Sequencing methods permitting simultaneous detection of transcripts with different sizes and structures reveal a human transcriptome dominated by noncoding RNA. (A) Schematic of the human genome illustrating the predicted size distribution of different classes of RNA (size range based on Ensembl annotations shown in parentheses). (B) Distribution of RNA in the human transcriptome as detected by different sequencing methods. The RNA was extracted from the ovarian cancer model cell line SKOV3ip1 and subjected to different sequencing protocols using different RNA selection methods and reverse transcriptases including size-selected viral reverse transcriptase sequencing (SSV), unfragmented, ribodepleted RNA TGIRT-seq (URT), fragmented poly(A) selected viral reverse transcriptase sequencing (FAV), fragmented ribodepleted viral reverse transcriptase sequencing (FRV), fragmented ribodepleted RNA TGIRT-seq (FRT). The intended target of the different methods is indicated above the method names. The results are shown in the form of pie charts illustrating the distribution of RNA abundance in counts per million (CPM) or transcripts per million (TPM). The results are the average of two biological replicates. The percentage of the main classes (≥2%) is indicated. The color legend for the different RNA classes is shown at the bottom. (C) Comparison between the capacity of viral and group II intron-encoded RTs to predict the abundance of noncoding RNA. The noncoding RNA abundance obtained by the viral RT- or TGIRT-based sequencing methods FRV or FRT was plotted against established estimates of the number of molecules per cell for each biotype (Tycowski et al. 2006). Pearson and Spearman coefficients are indicated at bottom. A legend of the different classes of noncoding RNA and the number of genes considered from each type tested is shown in the middle.

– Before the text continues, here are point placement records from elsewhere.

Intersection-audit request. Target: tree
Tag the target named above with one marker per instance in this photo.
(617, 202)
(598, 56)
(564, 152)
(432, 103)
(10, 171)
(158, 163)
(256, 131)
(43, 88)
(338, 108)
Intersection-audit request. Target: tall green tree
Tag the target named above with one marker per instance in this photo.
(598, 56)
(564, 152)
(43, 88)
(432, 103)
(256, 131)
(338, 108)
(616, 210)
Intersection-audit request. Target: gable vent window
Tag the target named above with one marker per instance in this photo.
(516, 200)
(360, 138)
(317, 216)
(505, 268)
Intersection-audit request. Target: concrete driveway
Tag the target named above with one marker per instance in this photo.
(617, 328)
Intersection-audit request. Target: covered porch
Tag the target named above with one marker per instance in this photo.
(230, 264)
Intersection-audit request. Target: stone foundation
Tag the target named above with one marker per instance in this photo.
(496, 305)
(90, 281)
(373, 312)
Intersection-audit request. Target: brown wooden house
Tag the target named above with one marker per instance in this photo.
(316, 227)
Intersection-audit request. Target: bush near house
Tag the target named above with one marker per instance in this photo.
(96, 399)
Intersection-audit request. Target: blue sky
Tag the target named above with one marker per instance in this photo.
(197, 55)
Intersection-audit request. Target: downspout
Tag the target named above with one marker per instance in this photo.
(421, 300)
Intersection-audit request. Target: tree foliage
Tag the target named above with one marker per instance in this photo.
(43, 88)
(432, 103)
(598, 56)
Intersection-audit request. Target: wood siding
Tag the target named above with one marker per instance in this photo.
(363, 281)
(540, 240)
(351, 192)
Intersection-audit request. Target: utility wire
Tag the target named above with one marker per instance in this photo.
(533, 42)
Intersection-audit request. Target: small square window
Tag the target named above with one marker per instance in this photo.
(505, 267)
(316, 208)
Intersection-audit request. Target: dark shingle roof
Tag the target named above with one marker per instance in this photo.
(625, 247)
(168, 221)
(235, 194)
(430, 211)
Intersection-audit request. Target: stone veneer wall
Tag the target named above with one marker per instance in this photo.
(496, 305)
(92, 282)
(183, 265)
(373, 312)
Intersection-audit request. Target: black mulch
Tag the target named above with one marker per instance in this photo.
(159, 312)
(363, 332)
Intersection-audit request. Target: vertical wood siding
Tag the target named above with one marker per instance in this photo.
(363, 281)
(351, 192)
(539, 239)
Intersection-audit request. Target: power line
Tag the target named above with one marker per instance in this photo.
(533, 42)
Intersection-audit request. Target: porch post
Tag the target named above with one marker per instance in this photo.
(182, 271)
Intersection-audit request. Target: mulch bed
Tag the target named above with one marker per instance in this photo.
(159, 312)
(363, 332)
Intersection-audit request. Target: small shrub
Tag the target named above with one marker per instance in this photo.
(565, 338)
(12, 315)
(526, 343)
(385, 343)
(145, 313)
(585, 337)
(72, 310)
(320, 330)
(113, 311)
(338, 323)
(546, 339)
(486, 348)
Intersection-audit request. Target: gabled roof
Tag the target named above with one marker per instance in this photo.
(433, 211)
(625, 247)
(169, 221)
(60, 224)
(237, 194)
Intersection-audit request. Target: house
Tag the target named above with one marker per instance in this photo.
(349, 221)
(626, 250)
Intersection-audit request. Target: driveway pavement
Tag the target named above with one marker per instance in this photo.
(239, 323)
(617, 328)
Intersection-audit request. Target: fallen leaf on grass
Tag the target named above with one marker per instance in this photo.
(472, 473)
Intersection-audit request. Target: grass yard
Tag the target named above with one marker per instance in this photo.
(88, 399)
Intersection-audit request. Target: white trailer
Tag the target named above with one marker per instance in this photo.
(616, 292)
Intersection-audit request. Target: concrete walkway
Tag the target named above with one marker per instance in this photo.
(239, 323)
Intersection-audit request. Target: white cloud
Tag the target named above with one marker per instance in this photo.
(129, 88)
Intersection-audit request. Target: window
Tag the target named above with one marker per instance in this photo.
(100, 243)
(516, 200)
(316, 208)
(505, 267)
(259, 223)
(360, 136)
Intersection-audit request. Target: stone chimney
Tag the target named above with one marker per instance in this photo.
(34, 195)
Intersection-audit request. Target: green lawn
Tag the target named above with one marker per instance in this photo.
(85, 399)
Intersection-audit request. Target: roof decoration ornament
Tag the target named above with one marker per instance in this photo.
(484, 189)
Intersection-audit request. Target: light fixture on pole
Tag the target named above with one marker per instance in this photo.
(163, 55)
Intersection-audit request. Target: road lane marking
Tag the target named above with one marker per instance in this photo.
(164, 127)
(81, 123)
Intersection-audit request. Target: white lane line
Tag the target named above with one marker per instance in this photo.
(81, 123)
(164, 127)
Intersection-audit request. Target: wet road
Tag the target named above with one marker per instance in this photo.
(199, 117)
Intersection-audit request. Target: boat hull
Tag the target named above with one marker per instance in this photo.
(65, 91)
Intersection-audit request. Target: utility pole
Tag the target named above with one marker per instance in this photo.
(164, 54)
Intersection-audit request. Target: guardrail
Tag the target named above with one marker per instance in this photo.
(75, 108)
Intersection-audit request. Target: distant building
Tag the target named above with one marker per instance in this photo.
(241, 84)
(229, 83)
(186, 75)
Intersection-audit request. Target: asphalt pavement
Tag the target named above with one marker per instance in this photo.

RNA used for preparing the SSV library was extracted using a mirVana kit but without a gel purification step, enabling the consideration of all RNA <200 nt in length (Deschamps-Francoeur et al. 2014). This method is expected to accurately detect uncapped RNA shorter than 200 nt. As expected, SSV data sets possessed few reads generated from protein-coding genes and instead were enriched in reads from noncoding RNAs (Fig. 1B, left panel). However, the reads generated from noncoding RNA were not appropriately distributed among the different classes of noncoding RNA nor within the same class of RNA. For example, while it is well established that tRNA is the most abundant RNA family in the cell, most reads (61% CPM and 70% TPM) corresponded to snoRNAs, the vast majority of which were mapped to box C/D snoRNA, while 6% of the reads originated from miRNAs, and only 3% originated from tRNAs, which are difficult for retroviral RTs to reverse transcribe. Bias in the detection of different RNAs using this method could also be explained by adapter ligation bias to RNA ends, especially the 5′ end in the case of capped RNA and by the difficulty of viral RTs in reverse transcribing sncRNAs. Thus, while size selection may enrich certain RNA species, its application to total untreated RNA is not sufficient to accurately detect all noncoding RNAs shorter than 200 nt.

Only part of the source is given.